Monday, July 21, 2008

IMAGES AND METAPHORS - HEART OF EXPRESSION:

Every night, our sleeping dreams are made of images, and in our conscious mind's eye we think in images every day. Our need to express stories in pictures is ancient, instinctive and poetic. Images and metaphors arise spontaneously, intact and whole, from the deepest parts of our psyche.

They allow us to communicate with each other symbolically, so that we can grasp the meaning of a complex idea in a single moment. Electronic media offers many options for capturing and displaying symbolic imagery.

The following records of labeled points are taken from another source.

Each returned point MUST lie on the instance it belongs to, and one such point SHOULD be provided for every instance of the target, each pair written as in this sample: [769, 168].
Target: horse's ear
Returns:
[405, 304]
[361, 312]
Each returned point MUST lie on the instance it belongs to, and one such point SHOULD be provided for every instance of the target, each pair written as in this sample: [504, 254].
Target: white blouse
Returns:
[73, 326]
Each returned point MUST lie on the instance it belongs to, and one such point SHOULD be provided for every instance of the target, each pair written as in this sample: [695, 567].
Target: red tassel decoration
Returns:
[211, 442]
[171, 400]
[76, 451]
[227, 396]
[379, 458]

IMAGES: We gather our ability to image as kids, when we imagine wizards and witches, monsters and fairies. More extreme associations come about when we become subject to highly emotional states; like grief, hunger, isolation, anger, etc.

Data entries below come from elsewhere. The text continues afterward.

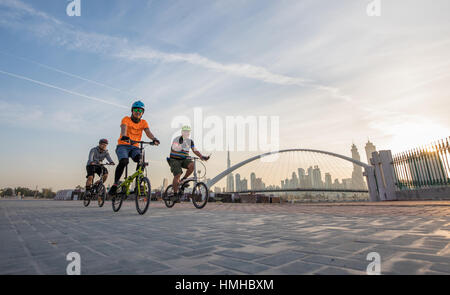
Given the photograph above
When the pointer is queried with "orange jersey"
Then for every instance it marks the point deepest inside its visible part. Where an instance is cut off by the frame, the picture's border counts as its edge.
(134, 130)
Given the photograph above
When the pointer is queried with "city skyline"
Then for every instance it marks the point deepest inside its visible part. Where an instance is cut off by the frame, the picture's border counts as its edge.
(309, 178)
(328, 71)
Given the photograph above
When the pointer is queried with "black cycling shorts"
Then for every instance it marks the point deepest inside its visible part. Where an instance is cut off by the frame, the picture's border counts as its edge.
(91, 169)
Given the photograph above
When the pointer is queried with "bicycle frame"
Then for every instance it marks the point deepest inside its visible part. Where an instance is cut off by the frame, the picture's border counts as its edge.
(129, 179)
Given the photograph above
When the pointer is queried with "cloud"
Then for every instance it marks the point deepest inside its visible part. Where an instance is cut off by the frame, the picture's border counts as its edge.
(72, 38)
(62, 89)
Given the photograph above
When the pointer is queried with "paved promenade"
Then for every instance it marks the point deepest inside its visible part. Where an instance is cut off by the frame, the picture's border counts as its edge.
(326, 238)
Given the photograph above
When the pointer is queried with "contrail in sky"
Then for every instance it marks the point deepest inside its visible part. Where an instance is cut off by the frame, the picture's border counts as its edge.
(62, 89)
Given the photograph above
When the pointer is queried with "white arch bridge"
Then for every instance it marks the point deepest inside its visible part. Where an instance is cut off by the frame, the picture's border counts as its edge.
(369, 174)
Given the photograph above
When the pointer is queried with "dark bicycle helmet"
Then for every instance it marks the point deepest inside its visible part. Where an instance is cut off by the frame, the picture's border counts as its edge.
(138, 104)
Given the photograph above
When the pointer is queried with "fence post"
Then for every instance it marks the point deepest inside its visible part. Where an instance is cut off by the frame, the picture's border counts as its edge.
(376, 162)
(369, 173)
(388, 174)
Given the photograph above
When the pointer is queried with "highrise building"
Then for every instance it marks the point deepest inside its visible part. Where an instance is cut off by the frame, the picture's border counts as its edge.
(328, 183)
(370, 148)
(237, 183)
(301, 177)
(317, 177)
(357, 174)
(244, 184)
(252, 180)
(230, 178)
(294, 180)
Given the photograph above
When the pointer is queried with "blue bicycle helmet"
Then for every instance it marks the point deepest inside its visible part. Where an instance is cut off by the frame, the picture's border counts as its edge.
(138, 104)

These images arise all the time, our 'inner' child's reaction to our emotional state, a response to our day-to-day experience of the 'outside' world. Memory forces us to cluster images in our minds, and some memories cause exactly the same response in different people. In psychology, Jungian Theory calls this 'Gestalt Consciousness'.

An author can complete a great short story at one sitting, in a frenzied state of urgency, completing it in an afternoon. A single metaphorical image can deliver such emotional passion that the writer can describe in vivid words the exact response any of us would feel under the same circumstance. All the horror novelists do this, conjuring particular images that are so packed with Gestalt emotion that we must respond to them.

Some psychiatrists say they can understand us by analyzing our dreams. Dreams are 'imaging' at its very best, but it is a purely personal experience, using a private subconscious vocabulary. The best multimedia writers understand they must dream with their inner child while sitting at their computer terminals, connecting with software, sounds, 3D objects and video footage.

Without the incredible power of METAPHOR, the product of all of our modern technology will remain mediocre.

METAPHORS: Any writer or artist who can't capture the pictorial essence of the message or icon must think metaphorically. Literary metaphors are powerful because they are compact. A metaphor is a contrasting comparison between things and memories (objects, ideas, processes, feelings, or anything else we use language to describe) from different classes; e.g.

"Heart of Stone", describes a cold distant tough person.

"You are the sunshine of my life”, says a lot about love.

A product name like “Mustang” or "Plymouth Sundance" captures the sense of a fast or expensive car.

A METAPHOR can be done with an ACTION, a VERB or VERB PHRASE:

"He was lucky to slip through their fingers."

"That was a tight squeeze."

A metaphor becomes SIMILE by including the LIKE or AS, e.g.

"She ran like the wind..."

"…as mad as a cut snake…"

“…as dead as a Dodo."

Metaphors 'encapsulate' meaning, making our expression and experiences vivid and memorable. When writing a screenplay, the easiest 'capsules' to describe are charged with emotion; e.g. what you were doing when someone you loved was lost, the circumstance of your first kiss, first broken heart. These examples are easy to symbolize for the audience, because we recall them quickly by clustering the images the same way we always have done before.

This familiarity can be manipulated in storytelling to make an audience believe anything, and then to subvert that meaning with unpredictable juxtapositions. Remember we continually filter our current experience through previously seen images; in the form of our own memories, and the memories of others, by seeing images recorded by them.

Why is it that a really successful Hollywood movie or TV show goes over equally well with an audience in England, Norway, India, China, Brazil or Argentina? Because to differing degrees our experiences are all similar, and it is this dichotomy that the writer must tactfully exploit.

Metaphor, Simile, Analogy, Allegory and Parable; figures of speech, used in conversation, classification and grammar. They are tried and true principles and ready to bend rules, the basic tools on the storytelling menu that you can mould to manipulate and enhance human emotion.

As an interactive writer or designer you must invent the perfect set of metaphorical symbols, not just for your storyline, your service or product, but you must connect it effectively to other enhancing pictures, sounds, animations and sometimes entire databases.